I kissed Liam more than I’ve kissed anyone else. He’s the guy I was sort of kinda, sort of not dating senior year. Really, I was just using him for a place to stay every once in a while. He was a few years older than me and had an apartment with a couple of roommates. But he “wasn’t into labels” and wanted to “keep things kush” so it was never that serious. Which was fine by me because he smoked more pot than he could afford at his minimum wage job.
When I was kissing him, my thoughts usually wandered to things on my to-do list or how his mouth tasted like Doritos constantly. I don’t ever even remember seeing him eat Doritos. It made no sense.
When I kissed Henry, my mind went completely blank at first. All my senses took over, my sense of touch, taste, and smell going into overdrive. I can remember every tiny sensation. Every gentle brushing of our skin. Trying to make it through work today is going to be brutal. My mind is filled with memories that make me tingle all over.

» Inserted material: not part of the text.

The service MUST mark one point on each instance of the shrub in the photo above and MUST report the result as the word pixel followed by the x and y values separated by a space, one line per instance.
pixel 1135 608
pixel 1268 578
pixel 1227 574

I’m working with Bev this morning, which means my shift will be fun and go by fast. Bev likes to make sure the jukebox is always on so she can dance around while we work. I’ve even let her pull me into her dance breaks occasionally. The diner is busy with its usual morning rush of people grabbing food before heading off to school or work. There are the regulars that sit at the counter while they drink their coffee and read the newspaper. A few of them even have laptops open, getting a head start on the day's work.
I pause for a minute and think about how lucky I am. Lucky to have gotten this job. To have ended up in this town where I’m feeling at peace. Like I belong. Taylor has been the perfect roommate and the closer we get, the more I know she’s someone I’ll be friends with for the rest of my life. I tease her regularly about not sticking me in a hideous dress when I’m a bridesmaid at her and Jesse’s wedding one day. I don’t think I’ve ever had a friend I could talk to about plans so far in the future.
All of my friends have been the kind that I only see at school or work, never making a genuine connection with any of them. In the last few years of highschool, friends were a necessary evil. A means to an end. Someone I was close enough to I could ask to crash on their couch for a night or two. Yet, not close enough to have to explain why I needed a place to crash. They were friends that didn’t ask questions.
Sometimes I think I’ll share more of my past with Taylor–it’s not as if she hasn’t asked me about my life before coming to Easton. I am just the queen of diverting the conversation and dodging the hard questions. She never presses me when I do it, and that makes me love her even more. It’s a happy balance between her seeming to be genuinely interested in me and my life, but still recognizing when there are things I don’t want to talk about.